Crewel by Gennifer Albin, 368 pages
Adelice has been taught from a young age to be clumsy and artless so that she can hide her ability to weave. Now sixteen, all she has to do is make it through the mandatory testing that all sixteen-year-old girls in Arras do without giving herself away and she's free from life as a Spinster, away from the control of the Coventry. But one little slip gives her away, and she's swept off to work the weave of the world. Now living in the Coventry, she doesn't know who to trust, and it doesn't help that Maela, a power hungry Spinster, is determined to make sure she fails. Complicating things is Maela's attractive assistant, Erik, who may or may not be seducing her for Maela, and the equally attractive and potentially revolutionary head valet, Jost. But Adelice's ability to weave is stronger than even she knows, and with the help of the Creweler, Loricel, she learns the truth about the world around her.
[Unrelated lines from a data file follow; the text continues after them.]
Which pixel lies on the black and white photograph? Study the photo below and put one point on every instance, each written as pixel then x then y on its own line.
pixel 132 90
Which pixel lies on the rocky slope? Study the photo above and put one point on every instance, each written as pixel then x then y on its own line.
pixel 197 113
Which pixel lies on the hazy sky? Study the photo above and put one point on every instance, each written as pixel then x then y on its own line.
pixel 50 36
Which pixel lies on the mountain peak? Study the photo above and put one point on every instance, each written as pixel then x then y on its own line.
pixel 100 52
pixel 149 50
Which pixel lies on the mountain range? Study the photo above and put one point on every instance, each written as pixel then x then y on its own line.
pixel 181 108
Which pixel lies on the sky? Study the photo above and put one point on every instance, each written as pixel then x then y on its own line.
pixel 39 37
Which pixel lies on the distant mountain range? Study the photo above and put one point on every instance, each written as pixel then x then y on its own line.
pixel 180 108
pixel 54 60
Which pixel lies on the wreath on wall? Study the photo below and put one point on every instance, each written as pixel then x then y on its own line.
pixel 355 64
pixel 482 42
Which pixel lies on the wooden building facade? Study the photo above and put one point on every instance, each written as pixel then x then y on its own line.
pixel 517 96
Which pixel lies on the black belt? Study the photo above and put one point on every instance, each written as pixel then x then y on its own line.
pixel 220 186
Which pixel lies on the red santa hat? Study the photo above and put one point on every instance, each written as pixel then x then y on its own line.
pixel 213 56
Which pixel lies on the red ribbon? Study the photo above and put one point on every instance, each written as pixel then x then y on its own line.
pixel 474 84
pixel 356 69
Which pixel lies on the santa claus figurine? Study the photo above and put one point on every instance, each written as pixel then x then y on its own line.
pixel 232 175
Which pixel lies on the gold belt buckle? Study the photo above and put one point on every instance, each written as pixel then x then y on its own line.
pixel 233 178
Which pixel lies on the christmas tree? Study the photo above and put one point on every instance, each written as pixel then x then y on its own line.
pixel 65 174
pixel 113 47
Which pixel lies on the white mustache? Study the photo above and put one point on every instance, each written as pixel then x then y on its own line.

Not going to lie, I totally picked this book up because Gennifer Albin got her MFA from the University of Missouri. As an alumna myself, I gotta support my fellow Tigers! But I'm glad I did. Despite being noticeably influenced by a lot of other properties (Hunger Games and [this feels like a spoiler, so you've been warned] a certain turn-of-the-century movie starring Keanu Reeves chief among them), it's still a fun world Albin is building, and is definitely different from a lot of other YA dystopias out there. It manages to twist and turn at a breakneck pace, which kept me wondering what would happen next. And with a cliffhanger ending, I'm definitely excited to see what happens in the next book.